The deal to buy Sunderland has gone through.
The new owners holding a press conference on Monday afternoon to give the media and Sunderland fans more details on the takeover.
It has been revealed that the much maligned Ellis Short has actually taken care of the massive debts owed by the club, allowing the £40m purchase to go through.
Interestingly, the new owners have given details of how the actual paying for it will happen.
Sunderland fans have been keen to speculate that the non-league Eastleigh owner Stewart Donald was just a front for far bigger players in the background.
The Mackems wanting to believe that the shareholders would include very rich individuals who could quickly solve many of their problems.

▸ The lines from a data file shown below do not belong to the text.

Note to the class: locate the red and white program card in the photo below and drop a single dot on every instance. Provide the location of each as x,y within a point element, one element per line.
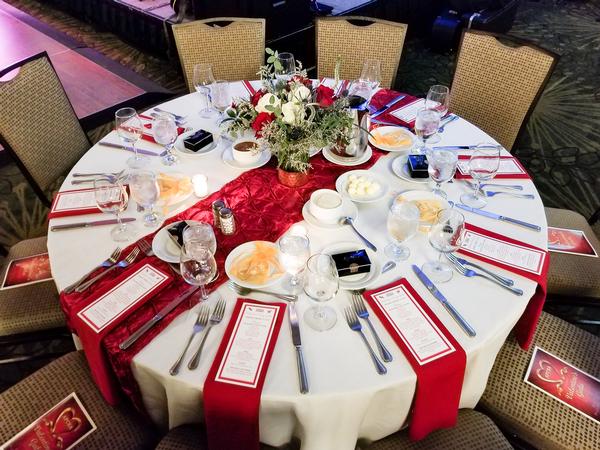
<point>246,350</point>
<point>574,242</point>
<point>566,383</point>
<point>61,428</point>
<point>423,338</point>
<point>514,255</point>
<point>118,300</point>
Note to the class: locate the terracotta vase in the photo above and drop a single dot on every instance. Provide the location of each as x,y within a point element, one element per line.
<point>292,179</point>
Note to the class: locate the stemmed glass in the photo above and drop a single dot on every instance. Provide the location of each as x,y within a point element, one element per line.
<point>321,285</point>
<point>111,197</point>
<point>402,224</point>
<point>145,191</point>
<point>483,166</point>
<point>294,250</point>
<point>130,129</point>
<point>444,236</point>
<point>203,80</point>
<point>441,168</point>
<point>164,130</point>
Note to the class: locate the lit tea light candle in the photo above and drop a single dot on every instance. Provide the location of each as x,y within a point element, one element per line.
<point>200,183</point>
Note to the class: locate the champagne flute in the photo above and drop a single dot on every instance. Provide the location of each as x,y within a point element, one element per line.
<point>483,166</point>
<point>164,130</point>
<point>402,224</point>
<point>130,129</point>
<point>145,191</point>
<point>321,285</point>
<point>444,236</point>
<point>111,197</point>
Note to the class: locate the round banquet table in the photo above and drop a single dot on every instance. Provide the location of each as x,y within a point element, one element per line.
<point>348,399</point>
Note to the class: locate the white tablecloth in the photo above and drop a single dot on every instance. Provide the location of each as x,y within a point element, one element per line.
<point>348,399</point>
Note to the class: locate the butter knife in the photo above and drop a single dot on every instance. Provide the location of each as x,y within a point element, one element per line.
<point>157,318</point>
<point>297,341</point>
<point>95,223</point>
<point>444,301</point>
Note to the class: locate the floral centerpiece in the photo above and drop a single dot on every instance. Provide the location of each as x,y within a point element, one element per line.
<point>290,117</point>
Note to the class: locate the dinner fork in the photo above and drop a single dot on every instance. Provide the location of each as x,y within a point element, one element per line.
<point>361,311</point>
<point>199,324</point>
<point>355,325</point>
<point>471,273</point>
<point>215,319</point>
<point>110,261</point>
<point>122,264</point>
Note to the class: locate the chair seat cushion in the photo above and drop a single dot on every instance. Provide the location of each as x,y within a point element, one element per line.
<point>537,418</point>
<point>29,308</point>
<point>573,275</point>
<point>473,431</point>
<point>119,428</point>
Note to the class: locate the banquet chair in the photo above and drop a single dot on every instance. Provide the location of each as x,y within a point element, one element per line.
<point>119,427</point>
<point>497,82</point>
<point>234,46</point>
<point>38,126</point>
<point>526,412</point>
<point>355,39</point>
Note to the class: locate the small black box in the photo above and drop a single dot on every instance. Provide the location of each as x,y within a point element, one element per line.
<point>351,263</point>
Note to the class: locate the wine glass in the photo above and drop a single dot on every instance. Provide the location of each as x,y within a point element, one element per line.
<point>164,130</point>
<point>145,191</point>
<point>441,168</point>
<point>402,224</point>
<point>426,125</point>
<point>111,197</point>
<point>294,250</point>
<point>321,285</point>
<point>198,266</point>
<point>445,236</point>
<point>130,129</point>
<point>201,233</point>
<point>483,166</point>
<point>203,80</point>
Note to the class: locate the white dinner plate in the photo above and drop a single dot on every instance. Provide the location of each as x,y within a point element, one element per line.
<point>245,248</point>
<point>349,162</point>
<point>341,185</point>
<point>265,156</point>
<point>400,169</point>
<point>349,209</point>
<point>391,129</point>
<point>360,280</point>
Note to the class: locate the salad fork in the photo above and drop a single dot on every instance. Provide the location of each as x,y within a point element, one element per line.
<point>355,325</point>
<point>215,319</point>
<point>110,261</point>
<point>199,324</point>
<point>122,264</point>
<point>361,311</point>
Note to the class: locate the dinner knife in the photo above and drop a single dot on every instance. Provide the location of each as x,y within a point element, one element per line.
<point>95,223</point>
<point>444,301</point>
<point>157,318</point>
<point>387,106</point>
<point>496,216</point>
<point>296,340</point>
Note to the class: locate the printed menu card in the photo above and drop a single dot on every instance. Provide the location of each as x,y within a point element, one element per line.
<point>61,428</point>
<point>566,383</point>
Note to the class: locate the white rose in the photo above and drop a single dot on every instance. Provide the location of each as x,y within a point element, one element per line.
<point>267,100</point>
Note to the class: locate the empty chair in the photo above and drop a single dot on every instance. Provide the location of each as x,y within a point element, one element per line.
<point>530,414</point>
<point>372,39</point>
<point>234,46</point>
<point>496,85</point>
<point>38,126</point>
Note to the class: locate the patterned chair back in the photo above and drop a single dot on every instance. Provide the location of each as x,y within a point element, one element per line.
<point>496,86</point>
<point>379,39</point>
<point>236,50</point>
<point>37,123</point>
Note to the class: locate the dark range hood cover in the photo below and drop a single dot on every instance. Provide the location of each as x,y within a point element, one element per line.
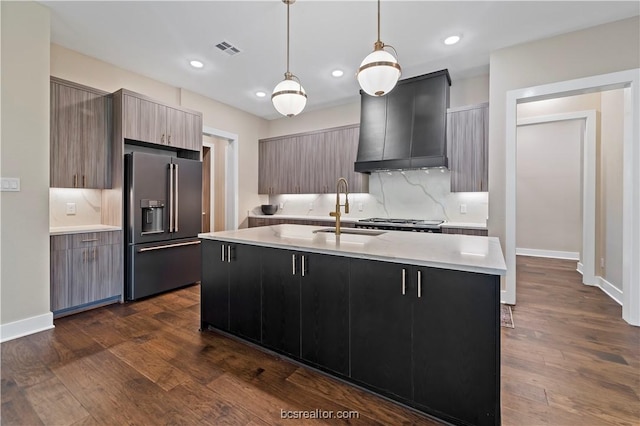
<point>407,128</point>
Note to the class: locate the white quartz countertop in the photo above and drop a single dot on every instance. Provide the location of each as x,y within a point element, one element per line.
<point>347,219</point>
<point>448,251</point>
<point>326,217</point>
<point>467,225</point>
<point>78,229</point>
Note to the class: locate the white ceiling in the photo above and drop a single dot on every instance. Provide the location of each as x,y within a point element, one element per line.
<point>158,38</point>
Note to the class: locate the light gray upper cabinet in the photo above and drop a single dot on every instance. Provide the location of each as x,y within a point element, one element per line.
<point>468,148</point>
<point>310,163</point>
<point>80,136</point>
<point>149,121</point>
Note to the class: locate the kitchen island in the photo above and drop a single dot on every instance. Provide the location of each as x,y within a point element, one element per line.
<point>411,316</point>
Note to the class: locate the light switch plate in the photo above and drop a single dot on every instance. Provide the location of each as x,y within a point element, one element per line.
<point>71,208</point>
<point>10,184</point>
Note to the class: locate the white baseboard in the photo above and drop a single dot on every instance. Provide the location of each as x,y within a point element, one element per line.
<point>27,326</point>
<point>569,255</point>
<point>611,290</point>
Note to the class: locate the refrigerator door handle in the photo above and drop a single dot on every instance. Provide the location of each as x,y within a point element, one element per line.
<point>170,197</point>
<point>175,226</point>
<point>142,250</point>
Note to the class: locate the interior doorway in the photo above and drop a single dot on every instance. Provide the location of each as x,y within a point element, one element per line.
<point>630,82</point>
<point>220,153</point>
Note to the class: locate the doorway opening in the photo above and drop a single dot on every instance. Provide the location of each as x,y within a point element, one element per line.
<point>220,191</point>
<point>630,82</point>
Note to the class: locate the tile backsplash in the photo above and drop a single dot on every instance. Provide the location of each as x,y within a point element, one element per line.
<point>411,194</point>
<point>88,205</point>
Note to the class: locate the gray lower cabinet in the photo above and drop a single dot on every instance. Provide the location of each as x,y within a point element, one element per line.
<point>310,163</point>
<point>86,270</point>
<point>468,148</point>
<point>426,337</point>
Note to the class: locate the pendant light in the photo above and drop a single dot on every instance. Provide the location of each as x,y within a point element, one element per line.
<point>289,97</point>
<point>379,71</point>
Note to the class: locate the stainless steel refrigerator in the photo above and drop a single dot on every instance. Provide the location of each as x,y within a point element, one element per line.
<point>163,213</point>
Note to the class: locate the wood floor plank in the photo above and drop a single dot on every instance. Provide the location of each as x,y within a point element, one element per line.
<point>54,403</point>
<point>570,360</point>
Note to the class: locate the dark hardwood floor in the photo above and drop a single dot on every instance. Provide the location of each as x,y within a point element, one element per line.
<point>570,360</point>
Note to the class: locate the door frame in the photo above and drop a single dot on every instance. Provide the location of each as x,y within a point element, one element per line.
<point>630,81</point>
<point>586,263</point>
<point>231,176</point>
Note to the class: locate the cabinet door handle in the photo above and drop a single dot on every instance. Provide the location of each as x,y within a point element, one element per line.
<point>404,281</point>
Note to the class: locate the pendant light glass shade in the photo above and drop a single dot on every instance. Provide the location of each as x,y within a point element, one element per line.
<point>379,71</point>
<point>289,97</point>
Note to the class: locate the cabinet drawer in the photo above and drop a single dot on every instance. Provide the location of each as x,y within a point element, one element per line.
<point>92,239</point>
<point>88,239</point>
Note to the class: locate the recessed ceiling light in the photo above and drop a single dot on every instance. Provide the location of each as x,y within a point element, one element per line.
<point>451,40</point>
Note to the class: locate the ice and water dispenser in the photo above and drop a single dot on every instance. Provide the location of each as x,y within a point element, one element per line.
<point>152,216</point>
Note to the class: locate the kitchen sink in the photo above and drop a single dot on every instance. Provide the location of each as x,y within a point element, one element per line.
<point>353,231</point>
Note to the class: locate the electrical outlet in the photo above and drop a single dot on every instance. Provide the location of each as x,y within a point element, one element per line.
<point>71,209</point>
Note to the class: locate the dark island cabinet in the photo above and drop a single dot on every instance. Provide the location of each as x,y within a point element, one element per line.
<point>214,287</point>
<point>456,345</point>
<point>423,336</point>
<point>281,300</point>
<point>244,290</point>
<point>325,311</point>
<point>230,288</point>
<point>381,318</point>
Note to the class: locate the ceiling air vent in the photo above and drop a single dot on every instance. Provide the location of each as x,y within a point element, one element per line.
<point>228,48</point>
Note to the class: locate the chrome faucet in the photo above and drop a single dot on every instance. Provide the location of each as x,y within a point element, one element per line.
<point>337,213</point>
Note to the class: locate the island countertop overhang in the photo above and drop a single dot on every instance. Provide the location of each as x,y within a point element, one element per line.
<point>447,251</point>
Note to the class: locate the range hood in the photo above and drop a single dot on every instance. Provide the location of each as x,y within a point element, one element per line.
<point>407,128</point>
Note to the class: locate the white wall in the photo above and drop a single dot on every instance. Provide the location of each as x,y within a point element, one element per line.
<point>549,186</point>
<point>593,51</point>
<point>73,66</point>
<point>463,92</point>
<point>610,179</point>
<point>25,154</point>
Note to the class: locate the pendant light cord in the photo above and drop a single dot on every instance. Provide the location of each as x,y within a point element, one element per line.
<point>288,5</point>
<point>378,21</point>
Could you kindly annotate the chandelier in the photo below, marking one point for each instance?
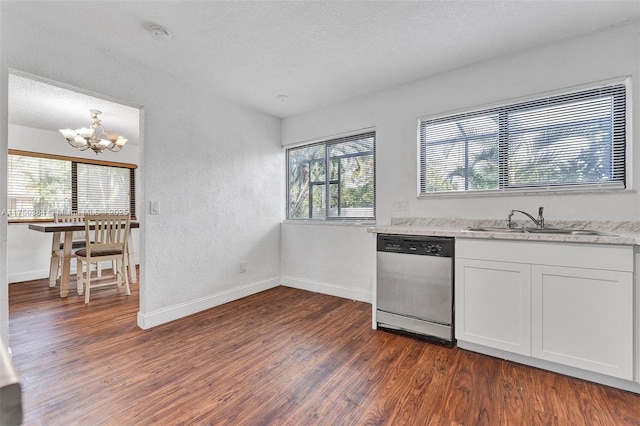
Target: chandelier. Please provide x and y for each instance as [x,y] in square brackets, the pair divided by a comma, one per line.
[94,137]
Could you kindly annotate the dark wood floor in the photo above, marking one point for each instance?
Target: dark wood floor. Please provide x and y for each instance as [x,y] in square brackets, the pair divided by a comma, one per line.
[280,357]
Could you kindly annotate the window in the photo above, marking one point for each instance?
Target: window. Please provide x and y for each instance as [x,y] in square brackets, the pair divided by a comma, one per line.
[574,140]
[334,179]
[39,185]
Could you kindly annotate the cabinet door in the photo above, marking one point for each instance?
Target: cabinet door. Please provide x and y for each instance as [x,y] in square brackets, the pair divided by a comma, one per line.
[583,318]
[493,304]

However, at the press conference today, Stewart Donald has made clear that he is indeed the majority shareholder whatever happens.
As for paying for the deal, this is going to be painful for Sunderland fans.

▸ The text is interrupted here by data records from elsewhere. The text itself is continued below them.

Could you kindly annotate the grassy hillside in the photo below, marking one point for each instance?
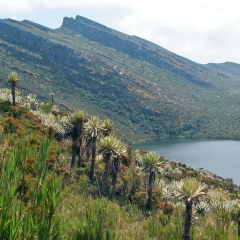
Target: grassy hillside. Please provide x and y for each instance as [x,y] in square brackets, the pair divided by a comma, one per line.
[146,90]
[43,197]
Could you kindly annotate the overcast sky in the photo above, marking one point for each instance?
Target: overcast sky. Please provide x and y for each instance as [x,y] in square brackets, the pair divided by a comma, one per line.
[201,30]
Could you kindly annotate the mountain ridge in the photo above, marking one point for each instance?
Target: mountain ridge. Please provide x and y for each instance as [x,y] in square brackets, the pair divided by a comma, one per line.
[148,91]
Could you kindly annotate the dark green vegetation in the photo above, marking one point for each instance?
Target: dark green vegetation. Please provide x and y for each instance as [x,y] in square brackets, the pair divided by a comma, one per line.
[146,90]
[48,189]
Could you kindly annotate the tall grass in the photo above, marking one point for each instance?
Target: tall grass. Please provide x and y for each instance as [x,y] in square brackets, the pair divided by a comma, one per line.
[31,216]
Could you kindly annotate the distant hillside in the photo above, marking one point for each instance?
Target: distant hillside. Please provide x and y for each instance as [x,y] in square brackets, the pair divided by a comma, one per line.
[146,90]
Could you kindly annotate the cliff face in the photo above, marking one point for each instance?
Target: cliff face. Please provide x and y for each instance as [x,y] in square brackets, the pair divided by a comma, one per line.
[144,88]
[137,48]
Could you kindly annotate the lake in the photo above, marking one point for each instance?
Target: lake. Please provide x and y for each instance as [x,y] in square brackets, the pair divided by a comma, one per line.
[221,157]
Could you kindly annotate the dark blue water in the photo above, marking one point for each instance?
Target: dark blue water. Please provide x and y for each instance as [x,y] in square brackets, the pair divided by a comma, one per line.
[221,157]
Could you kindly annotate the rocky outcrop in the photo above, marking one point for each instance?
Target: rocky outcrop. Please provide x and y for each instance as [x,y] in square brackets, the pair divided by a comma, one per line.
[137,48]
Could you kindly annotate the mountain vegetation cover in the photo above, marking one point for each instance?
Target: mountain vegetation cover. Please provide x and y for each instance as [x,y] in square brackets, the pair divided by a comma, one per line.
[146,90]
[68,176]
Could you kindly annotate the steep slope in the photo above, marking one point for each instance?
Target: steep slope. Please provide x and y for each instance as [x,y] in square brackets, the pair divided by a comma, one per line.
[146,90]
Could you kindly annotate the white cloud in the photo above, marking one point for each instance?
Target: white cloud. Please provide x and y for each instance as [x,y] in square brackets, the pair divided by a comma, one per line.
[202,30]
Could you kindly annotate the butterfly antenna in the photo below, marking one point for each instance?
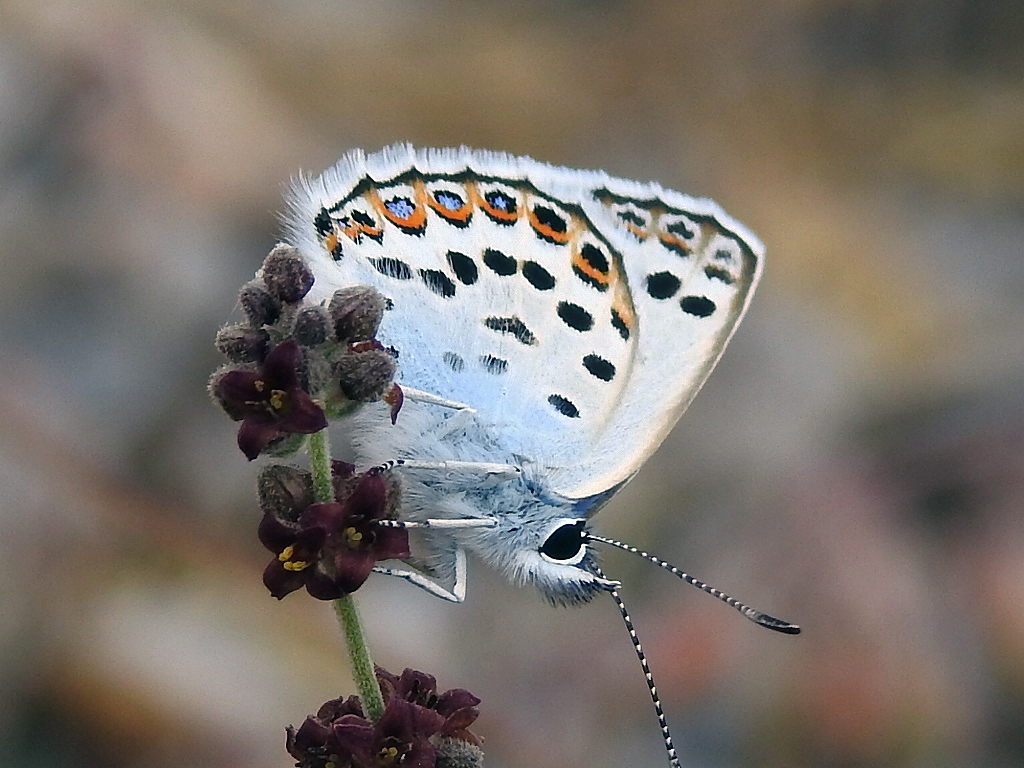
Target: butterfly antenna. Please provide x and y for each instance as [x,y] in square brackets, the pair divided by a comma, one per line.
[666,733]
[755,615]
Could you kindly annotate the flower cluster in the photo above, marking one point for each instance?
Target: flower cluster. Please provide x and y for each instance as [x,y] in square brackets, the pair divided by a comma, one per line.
[420,728]
[294,365]
[329,548]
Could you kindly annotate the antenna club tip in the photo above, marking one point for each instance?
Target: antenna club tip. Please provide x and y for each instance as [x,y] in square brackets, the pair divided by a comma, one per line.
[776,624]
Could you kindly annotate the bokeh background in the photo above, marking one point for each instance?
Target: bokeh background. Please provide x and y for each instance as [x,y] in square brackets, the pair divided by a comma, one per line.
[855,464]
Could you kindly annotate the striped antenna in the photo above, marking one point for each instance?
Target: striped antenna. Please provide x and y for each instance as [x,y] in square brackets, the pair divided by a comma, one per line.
[755,615]
[666,733]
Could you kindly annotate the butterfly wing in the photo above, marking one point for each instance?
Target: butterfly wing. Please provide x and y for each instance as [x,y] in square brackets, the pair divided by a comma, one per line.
[537,295]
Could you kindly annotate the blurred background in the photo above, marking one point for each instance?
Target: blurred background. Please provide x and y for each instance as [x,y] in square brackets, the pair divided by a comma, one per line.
[855,464]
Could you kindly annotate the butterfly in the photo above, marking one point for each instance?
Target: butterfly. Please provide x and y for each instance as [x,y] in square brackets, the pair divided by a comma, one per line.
[550,327]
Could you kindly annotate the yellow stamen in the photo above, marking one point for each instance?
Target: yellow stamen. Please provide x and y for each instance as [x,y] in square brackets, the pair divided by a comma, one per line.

As Stewart Donald and minority shareholder Charlie Methven have revealed that they couldn’t afford to pay the £40m up front for Sunderland.
Instead they have been given two years to pay the money.

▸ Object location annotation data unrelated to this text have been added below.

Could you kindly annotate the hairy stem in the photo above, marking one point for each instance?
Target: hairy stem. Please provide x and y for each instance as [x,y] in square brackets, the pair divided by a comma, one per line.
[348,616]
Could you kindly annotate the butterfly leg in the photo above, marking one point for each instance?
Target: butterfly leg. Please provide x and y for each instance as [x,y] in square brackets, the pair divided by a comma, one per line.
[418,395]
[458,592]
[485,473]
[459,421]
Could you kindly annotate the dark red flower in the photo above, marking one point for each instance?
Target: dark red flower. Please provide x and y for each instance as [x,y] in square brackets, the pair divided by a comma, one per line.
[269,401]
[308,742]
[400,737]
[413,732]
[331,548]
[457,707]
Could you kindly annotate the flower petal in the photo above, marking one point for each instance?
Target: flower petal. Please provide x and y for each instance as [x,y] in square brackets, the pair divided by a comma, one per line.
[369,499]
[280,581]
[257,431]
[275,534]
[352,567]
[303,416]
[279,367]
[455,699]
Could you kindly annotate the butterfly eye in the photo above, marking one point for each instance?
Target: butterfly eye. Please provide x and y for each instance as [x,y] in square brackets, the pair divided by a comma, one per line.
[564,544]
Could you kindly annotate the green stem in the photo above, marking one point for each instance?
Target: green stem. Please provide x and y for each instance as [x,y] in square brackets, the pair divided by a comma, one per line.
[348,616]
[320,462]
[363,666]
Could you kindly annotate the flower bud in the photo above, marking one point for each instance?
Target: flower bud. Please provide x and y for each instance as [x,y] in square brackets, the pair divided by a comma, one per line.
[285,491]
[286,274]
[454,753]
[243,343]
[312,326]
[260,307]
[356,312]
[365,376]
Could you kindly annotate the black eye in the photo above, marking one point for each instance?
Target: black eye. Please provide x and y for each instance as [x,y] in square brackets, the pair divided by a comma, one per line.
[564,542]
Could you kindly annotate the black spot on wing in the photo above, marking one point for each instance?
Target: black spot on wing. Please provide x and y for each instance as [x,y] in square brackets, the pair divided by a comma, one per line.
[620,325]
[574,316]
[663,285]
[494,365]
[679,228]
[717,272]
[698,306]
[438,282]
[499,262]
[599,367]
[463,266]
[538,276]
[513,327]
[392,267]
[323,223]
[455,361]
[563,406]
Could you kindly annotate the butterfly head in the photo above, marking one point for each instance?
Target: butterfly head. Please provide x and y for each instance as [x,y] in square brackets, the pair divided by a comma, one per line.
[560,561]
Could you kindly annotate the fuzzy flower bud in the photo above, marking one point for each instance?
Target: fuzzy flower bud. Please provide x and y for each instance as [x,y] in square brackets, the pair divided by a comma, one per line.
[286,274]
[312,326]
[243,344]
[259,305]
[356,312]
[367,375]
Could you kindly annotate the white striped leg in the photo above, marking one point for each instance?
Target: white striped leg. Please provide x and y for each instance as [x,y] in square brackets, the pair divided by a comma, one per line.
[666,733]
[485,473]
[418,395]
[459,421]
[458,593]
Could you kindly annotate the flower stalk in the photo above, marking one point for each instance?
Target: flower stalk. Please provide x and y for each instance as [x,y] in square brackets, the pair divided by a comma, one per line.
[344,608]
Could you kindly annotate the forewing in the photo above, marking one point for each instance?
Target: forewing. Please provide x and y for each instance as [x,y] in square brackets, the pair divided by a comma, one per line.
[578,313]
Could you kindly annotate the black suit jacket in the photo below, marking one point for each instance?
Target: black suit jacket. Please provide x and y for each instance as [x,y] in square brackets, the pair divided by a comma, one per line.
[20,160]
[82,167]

On top of that, the new owners were forced to admit that the £40m takeover on credit isn’t secured against any of their own assets, instead it has been secured against the club’s parachute payments over the course of the next two years.
After receiving £41m this past (2017/18) season, Sunderland (Stewart Donald and his co-shareholders) will receive in excess of £40m in Premier League parachute payments over the course of the next two years.
The vision Sunderland fans had of mega-rich new owners taking over, is quickly falling apart.
If they continued to struggle, you would have to question the ability of the new owners to be able to fund Sunderland.
They may succeed in cutting the wage bill to an extent this summer but it will surely be still far in excess of anybody else in that division.
Plus, after gates plummeted to as low as fifteen thousand actually turning up at the Stadium of Light in the second half of last season, it remains to be seen what kind of support there will be in the third tier, especially if they start badly.
When asked about a transfer budget, Stewart Donald claimed it would be ‘pretty hefty by League One standards’ and ‘there will be transfer fees involved in the players we bring in.’